Scruton: The Aesthetics of Music, "Expression, Expressing and Expressiveness"
1. Expression could be both intransitive and transitive.
Expression could be pure intransitively, without implying state of mind. It could be also transitive. When we try to describe that a piece of music expresses a 'quite peculiar' emotion, we seem to incline to believe that an emotion cannot be put into other words (intransitive). However, in fact, we use both intransitive and transitive concepts in describing works of art (music). We might attribute to a passage of music a certain atmosphere without implying that it is really articulating anything; we may also have the sense that an emotion, a character, a conception is being articulated through the musical argument.
If we find no words to describe the music, this does not destroy our sense that there is a meaning to this music, which relates it to things other than itself.
2. Music is ineffable.
The author refers Croce and Schopenhauer's sayings to explain that there is something, say, content, in music that is to be expressed, but is ineffable.

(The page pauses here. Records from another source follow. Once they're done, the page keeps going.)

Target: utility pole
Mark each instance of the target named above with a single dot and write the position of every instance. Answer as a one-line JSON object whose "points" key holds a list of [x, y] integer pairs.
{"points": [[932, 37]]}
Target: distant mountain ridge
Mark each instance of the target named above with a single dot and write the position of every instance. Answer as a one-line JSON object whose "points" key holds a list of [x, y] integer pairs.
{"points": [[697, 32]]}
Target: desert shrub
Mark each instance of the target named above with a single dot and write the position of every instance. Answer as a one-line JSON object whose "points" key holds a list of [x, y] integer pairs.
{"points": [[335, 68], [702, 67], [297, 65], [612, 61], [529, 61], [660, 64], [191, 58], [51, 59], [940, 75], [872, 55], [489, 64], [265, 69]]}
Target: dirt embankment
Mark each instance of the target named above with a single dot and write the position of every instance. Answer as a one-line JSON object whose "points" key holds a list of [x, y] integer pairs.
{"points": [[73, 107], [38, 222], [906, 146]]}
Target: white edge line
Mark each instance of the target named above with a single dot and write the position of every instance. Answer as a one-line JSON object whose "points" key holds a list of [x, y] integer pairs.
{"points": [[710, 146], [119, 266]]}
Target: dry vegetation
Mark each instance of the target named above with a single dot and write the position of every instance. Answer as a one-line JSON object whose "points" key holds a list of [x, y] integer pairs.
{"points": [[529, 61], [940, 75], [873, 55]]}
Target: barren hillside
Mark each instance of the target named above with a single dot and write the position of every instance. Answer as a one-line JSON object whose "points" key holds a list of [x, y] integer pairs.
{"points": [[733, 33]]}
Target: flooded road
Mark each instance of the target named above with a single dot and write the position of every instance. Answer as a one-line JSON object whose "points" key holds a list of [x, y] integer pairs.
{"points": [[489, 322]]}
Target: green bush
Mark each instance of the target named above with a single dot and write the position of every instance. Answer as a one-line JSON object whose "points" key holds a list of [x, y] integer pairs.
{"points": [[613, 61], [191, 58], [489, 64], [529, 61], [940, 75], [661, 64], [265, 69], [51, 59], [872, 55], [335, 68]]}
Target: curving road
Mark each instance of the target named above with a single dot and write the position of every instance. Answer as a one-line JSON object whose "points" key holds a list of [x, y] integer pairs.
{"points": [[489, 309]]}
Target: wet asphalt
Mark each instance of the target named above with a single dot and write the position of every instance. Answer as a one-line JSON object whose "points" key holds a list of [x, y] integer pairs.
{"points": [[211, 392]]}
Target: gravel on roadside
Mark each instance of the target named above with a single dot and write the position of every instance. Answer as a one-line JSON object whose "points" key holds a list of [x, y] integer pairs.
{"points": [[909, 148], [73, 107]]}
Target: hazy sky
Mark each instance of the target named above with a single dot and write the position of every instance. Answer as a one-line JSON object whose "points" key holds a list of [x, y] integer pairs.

1) Croce's theory of intuition: the content of a work of art is real but ineffable.
2) Schopenhauer's The World as Will and Representation: Music is a direct presentation of the will. The will, as thing-in-itself, is unknowable through concepts,and nothing therefore can be said about it. We can speak only of its 'representations' in the world of appearance, in which the will is portrayed indirectly, and through a resisting medium. Music, a non-conceptual art, is able to present to us, in objective form, a direct picture of the will itself. Yet what it presents to us
cannot be described, nor presented in any other medium. The content of music is again real but ineffable.
Schopenhauer and Croce seek to explain the ineffability of musical meaning by refereeing to that which cannot be conceptualized, wither because it lies beyond the empirical world (Schopenhauer) or because it is bound up with the form of non-conceptual awareness (Croce) These are Kantian ways to explain
3. The expression of music is the tertiary quality of music
There are three levels of qualities we use to describe or know music. The primary is the vibration in the air, which could be perceived without being 'heart'. The secondary is sounds. Sounds are really there, but their nature is given by our way of hearing them. The "sadness" or "happiness" can be described as the tertiary quality of music, since to hear such quality requires sensory, intellect, imagination (or even self-consciousness). We can choose what to hear, and it
maybe subject to "will."
A work of music is a tertiary object. Only a being with imaginative and intellectual capacities can hear it. When we talk about the expression of music, we are in a face talk about the tertiary quality of music. It's upon the primary and the secondary qualities. However, similarity in the primary and secondary quality levels does not mean it expresses the same thing. Conversely, a smallest difference may lead to a complete transformation or destroy the expression.
4. The expression is going along with the context.
It's impossible to proving rules of expression, it is tied to the particular work, and the sharing of expression is a creative outcome that cannot be foreseen. The context includes everything else that might be heard as part f the musical Gestalt.
5. Comparison to Hanslick
Compared to Hanslick's claim that music cannot 'represent,' in Croce's word, express, emotions because the feeling cannot be identified without object, the author claims that music could express, but intransitive or ineffable. He claims that object can be 'represented.'
1) Object can be "represented" by context like text of a song, the action of an opera, by a title, and so on.
2) Object can be "represented" off-stage, because the emotions are not identified only through this object, but also through their subject, and the behavior whereby the subject express them.